I am not suggesting American life is, or should be, fair. Only that we have deceived ourselves into believing that it is. Life has always been a competition with its resultant “winners” and “losers”. If you are a self-made “winner” that came up out of the muck and mire, you understand this without further explanation. If you were born into a “winner” family, advantages such as private schools, summers on the Vineyard, a semester abroad, before beginning your career on Wall Street, the Law, or Medicine were the norm. Our very own George W. Bush, an admitted “C” student, was accepted to the prestigious Harvard Business School. Considering how limited seating was at HBS my bet is that some less-well-connected straight “A” student was the “loser” in that competition (it gets even better… “W” once said in commenting on performance enhancing drug use by athletes that “there are no short cuts to success” – "W" was a Yale legacy student (his family were Yale Aumni)! Hypocracy knows no bounds.) If you were born into a “loser” family, your experience was somewhat different than W’s. Still, “losers”, at least in America, did not starve. The rest of the world’s “losers” have not been so fortunate.

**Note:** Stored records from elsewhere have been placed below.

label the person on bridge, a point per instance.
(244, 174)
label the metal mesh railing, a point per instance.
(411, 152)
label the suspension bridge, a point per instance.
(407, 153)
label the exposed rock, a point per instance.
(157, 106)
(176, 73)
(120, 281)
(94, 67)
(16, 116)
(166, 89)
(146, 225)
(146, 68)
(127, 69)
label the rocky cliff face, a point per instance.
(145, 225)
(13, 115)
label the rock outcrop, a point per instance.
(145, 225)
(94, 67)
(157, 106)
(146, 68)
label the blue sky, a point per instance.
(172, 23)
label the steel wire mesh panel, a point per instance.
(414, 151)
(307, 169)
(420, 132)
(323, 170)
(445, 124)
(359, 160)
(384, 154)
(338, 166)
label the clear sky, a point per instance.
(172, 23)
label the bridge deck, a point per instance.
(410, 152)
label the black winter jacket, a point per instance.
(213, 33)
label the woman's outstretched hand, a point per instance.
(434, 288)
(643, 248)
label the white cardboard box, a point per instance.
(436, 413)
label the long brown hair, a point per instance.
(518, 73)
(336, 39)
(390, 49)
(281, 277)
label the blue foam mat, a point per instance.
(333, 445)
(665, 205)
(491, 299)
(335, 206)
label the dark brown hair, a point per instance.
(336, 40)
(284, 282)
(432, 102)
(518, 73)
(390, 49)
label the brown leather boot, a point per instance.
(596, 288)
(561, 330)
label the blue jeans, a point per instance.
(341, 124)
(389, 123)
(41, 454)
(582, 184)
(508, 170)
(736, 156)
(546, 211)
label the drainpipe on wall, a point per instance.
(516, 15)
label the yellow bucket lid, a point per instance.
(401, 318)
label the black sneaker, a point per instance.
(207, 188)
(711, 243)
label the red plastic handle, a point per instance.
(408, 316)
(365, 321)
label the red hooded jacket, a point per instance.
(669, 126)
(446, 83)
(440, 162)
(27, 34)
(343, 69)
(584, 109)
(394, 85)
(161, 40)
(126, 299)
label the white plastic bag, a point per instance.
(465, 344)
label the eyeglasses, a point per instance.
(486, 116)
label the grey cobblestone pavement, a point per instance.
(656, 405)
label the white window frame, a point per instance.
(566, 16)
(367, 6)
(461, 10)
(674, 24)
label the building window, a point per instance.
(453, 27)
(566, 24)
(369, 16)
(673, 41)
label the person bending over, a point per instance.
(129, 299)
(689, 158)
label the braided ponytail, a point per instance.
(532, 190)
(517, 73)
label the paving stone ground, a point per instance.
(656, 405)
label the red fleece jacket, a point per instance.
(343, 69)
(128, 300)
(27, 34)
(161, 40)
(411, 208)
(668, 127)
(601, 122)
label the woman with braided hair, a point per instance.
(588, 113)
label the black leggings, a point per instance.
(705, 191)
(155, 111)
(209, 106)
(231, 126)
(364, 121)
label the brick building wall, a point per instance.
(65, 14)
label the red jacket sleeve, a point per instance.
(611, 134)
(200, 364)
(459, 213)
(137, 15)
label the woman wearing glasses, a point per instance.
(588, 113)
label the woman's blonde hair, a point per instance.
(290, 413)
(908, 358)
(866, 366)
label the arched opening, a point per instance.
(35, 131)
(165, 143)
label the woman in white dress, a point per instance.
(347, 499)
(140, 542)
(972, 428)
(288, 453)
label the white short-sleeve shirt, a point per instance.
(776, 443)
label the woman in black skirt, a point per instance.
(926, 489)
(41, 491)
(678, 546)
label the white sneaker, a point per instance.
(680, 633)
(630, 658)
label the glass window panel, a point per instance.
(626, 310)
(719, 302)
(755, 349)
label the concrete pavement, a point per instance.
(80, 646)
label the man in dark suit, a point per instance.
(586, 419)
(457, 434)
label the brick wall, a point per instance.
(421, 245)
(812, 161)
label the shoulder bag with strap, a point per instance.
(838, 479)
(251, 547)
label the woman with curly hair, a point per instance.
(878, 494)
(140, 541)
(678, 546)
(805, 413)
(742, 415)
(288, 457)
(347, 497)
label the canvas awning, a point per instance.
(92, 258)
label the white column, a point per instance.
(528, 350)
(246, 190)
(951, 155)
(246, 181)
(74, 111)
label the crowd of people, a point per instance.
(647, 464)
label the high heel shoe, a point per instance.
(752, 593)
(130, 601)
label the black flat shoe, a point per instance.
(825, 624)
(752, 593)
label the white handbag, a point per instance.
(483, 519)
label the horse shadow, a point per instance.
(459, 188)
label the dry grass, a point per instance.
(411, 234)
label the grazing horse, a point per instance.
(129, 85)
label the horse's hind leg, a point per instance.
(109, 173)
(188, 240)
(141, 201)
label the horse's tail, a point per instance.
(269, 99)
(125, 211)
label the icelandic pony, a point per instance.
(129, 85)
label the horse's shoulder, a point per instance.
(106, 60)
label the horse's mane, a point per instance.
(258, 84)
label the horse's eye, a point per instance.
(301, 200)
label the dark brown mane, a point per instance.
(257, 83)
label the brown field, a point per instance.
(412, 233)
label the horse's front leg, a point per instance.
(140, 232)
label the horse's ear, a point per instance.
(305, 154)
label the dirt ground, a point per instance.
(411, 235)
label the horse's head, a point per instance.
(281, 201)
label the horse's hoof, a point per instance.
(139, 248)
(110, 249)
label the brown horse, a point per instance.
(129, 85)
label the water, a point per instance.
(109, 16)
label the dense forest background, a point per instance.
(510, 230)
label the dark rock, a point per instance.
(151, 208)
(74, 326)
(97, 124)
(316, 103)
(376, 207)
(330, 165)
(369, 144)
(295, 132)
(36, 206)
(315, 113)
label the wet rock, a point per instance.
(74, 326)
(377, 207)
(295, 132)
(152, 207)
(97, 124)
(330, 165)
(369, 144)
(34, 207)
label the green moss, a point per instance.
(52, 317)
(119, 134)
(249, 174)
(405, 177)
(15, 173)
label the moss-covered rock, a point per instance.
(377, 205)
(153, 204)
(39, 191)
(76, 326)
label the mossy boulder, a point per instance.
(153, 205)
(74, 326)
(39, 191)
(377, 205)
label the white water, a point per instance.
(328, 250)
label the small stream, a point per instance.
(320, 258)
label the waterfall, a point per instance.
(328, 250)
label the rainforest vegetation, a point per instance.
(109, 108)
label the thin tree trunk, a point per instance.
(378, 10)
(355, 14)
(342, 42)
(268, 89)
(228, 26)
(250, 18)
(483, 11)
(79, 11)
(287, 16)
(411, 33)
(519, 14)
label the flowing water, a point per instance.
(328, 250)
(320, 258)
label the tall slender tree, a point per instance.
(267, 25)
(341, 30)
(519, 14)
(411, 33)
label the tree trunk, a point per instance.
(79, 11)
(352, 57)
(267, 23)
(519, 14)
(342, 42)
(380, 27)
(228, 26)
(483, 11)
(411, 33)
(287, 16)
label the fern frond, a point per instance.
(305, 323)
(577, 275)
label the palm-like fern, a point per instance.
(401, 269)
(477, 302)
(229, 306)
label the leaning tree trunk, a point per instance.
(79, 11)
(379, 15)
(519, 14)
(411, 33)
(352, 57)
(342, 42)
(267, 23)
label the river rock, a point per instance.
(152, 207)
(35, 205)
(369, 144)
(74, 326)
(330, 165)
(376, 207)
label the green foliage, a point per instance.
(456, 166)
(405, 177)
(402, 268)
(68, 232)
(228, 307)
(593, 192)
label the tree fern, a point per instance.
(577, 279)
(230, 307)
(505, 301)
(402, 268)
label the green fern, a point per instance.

The definition of “winner” is going to be markedly different in our new environment: your progeny will survive. “Losers”, in the 21st century, will get a far less satisfactory consolation prize than the “losers” of the 20th century. That’s what population decline means. It’s just that when the U.N. says it, it sounds nicer.

We were all too busy with our nose to the grindstone to notice that the scale of growth in our population, energy, food consumption, and environmental impacts (over-fishing, anyone?) had grown beyond our ability to sustain them. Well, not everybody. SOMEONE OR SOMETHING spent an awful lot of money to dissuade Americans from accepting mankind’s contribution to climate change and that they could pump CO2 into the atmosphere with reckless abandon and without consequence. It wasn’t until the Chinese threatened to usurp our position as the CO2 emission leader that we began to realize that, while it is OK if WE do it, everybody can’t live like this (and by the way, why are you guys trying to steal “our” oil?).

I continue to maintain that there is no macro solution to this condition - and it is a condition, not a problem; problems have solutions - any more than there was a solution to the Tsunami of 2004, or the 1918 flu pandemic. You either survived these challanges or you did not, you were either a "winner" (survivor) or a "loser" (casualty). There will be "winners" and "losers" in the new paradigm brought to you courtesy of energy descent, and all of our denial in the aggregate will not change that outcome.

My infant son, born earlier this year, will likely never need a driver’s license. His children will not experience air travel. My older son’s first car will survive its fuel supply. Our denial is most prominently displayed in the way we prepare our children for their future – a future that will not exist.